The OHL says it will conduct a review of how it handled Terry Trafford’s suspension and the subsequent search that ended in tragedy when his body was found in Michigan on Tuesday.
The Toronto-born Saginaw Spirit player disappeared on March 3 after he was sent home by the Spirit for violating team rules, reportedly for smoking marijuana.
His body was found on Tuesday night inside a truck at the parking lot of a Walmart store in Saginaw County’s Saginaw Township.
Before the grim discovery his father spoke to CityNews and questioned the OHL’s support system.
“There’s nowhere to turn to because it’s a team thing,” Roy Trafford said on Sunday. “‘What happens in Saginaw stays in Saginaw. We’ll handle it.’ Well they didn’t handle this one.”
OHL Commissioner David Branch said Wednesday that he couldn’t comment on specifics of the case until an investigation is complete, but said, “The support systems are all (in place).”
He added that neither the league nor the team was aware of any mental health issues.
“This is a matter under police investigation. We respect that and there’s going to be a lot of information that will inevitably come forward,” Branch said from Buckingham Arena in Toronto where the 2014 OHL Cup Showcase Tournament is taking place.
Branch said the league bears some responsibility for the well-being of the teens and young men who often leave their families and hometowns to pursue their hockey dreams.
“We bear that burden,” he told CityNews. “They come to our league. They come to our communities.”

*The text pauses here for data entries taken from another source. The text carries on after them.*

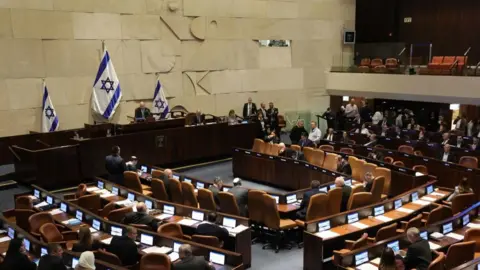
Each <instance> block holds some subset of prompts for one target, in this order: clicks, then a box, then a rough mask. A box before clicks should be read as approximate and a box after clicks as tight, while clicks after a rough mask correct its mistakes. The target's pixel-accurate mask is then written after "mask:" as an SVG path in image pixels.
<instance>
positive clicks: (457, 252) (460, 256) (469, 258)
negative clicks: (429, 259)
mask: <svg viewBox="0 0 480 270" xmlns="http://www.w3.org/2000/svg"><path fill="white" fill-rule="evenodd" d="M474 256H475V241H469V242H461V243H457V244H453V245H451V246H450V247H449V248H448V251H447V258H446V259H445V269H452V268H454V267H457V266H459V265H461V264H463V263H466V262H468V261H471V260H473V258H474Z"/></svg>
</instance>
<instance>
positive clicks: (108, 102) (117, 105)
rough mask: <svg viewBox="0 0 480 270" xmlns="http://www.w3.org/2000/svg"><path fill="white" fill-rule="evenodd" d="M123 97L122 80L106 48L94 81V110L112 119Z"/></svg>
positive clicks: (94, 110)
mask: <svg viewBox="0 0 480 270" xmlns="http://www.w3.org/2000/svg"><path fill="white" fill-rule="evenodd" d="M121 99H122V90H121V88H120V81H119V80H118V77H117V73H116V72H115V68H114V67H113V63H112V60H111V59H110V55H109V54H108V51H107V49H106V48H104V50H103V57H102V62H101V63H100V67H99V68H98V72H97V77H96V78H95V82H94V83H93V95H92V110H93V111H94V112H95V113H96V114H98V115H100V116H101V117H103V118H104V119H107V120H110V119H111V118H112V116H113V114H115V109H117V107H118V104H120V100H121Z"/></svg>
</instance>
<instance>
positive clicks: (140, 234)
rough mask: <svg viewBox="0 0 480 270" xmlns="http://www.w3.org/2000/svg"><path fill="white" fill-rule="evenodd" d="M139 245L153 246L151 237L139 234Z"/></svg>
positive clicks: (151, 235)
mask: <svg viewBox="0 0 480 270" xmlns="http://www.w3.org/2000/svg"><path fill="white" fill-rule="evenodd" d="M140 243H142V244H144V245H148V246H153V236H152V235H148V234H144V233H142V234H140Z"/></svg>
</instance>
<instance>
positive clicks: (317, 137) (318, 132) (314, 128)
mask: <svg viewBox="0 0 480 270" xmlns="http://www.w3.org/2000/svg"><path fill="white" fill-rule="evenodd" d="M321 138H322V132H321V131H320V129H319V128H318V127H316V128H314V129H313V130H312V131H310V133H309V134H308V139H309V140H310V141H312V142H313V143H315V144H318V143H319V142H320V140H321Z"/></svg>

Trafford’s father also complained that the team didn’t communicate the situation to him, and said they stopped looking for the veteran player because they believed he had returned home to Canada and it wasn’t their responsibility to continue looking for him.
“They didn’t even tell me why they sent him home,” said Roy Trafford.
Trafford, a centre, spent four seasons with the Spirit.
“This was his life,” his dad said.
Trafford’s girlfriend, Skye Cieszlak, told The Saginaw News that he “was devastated” after the team sent him home.
She said Trafford sent her a text message Sunday that said, “his life was over and that he didn’t want to do it anymore.”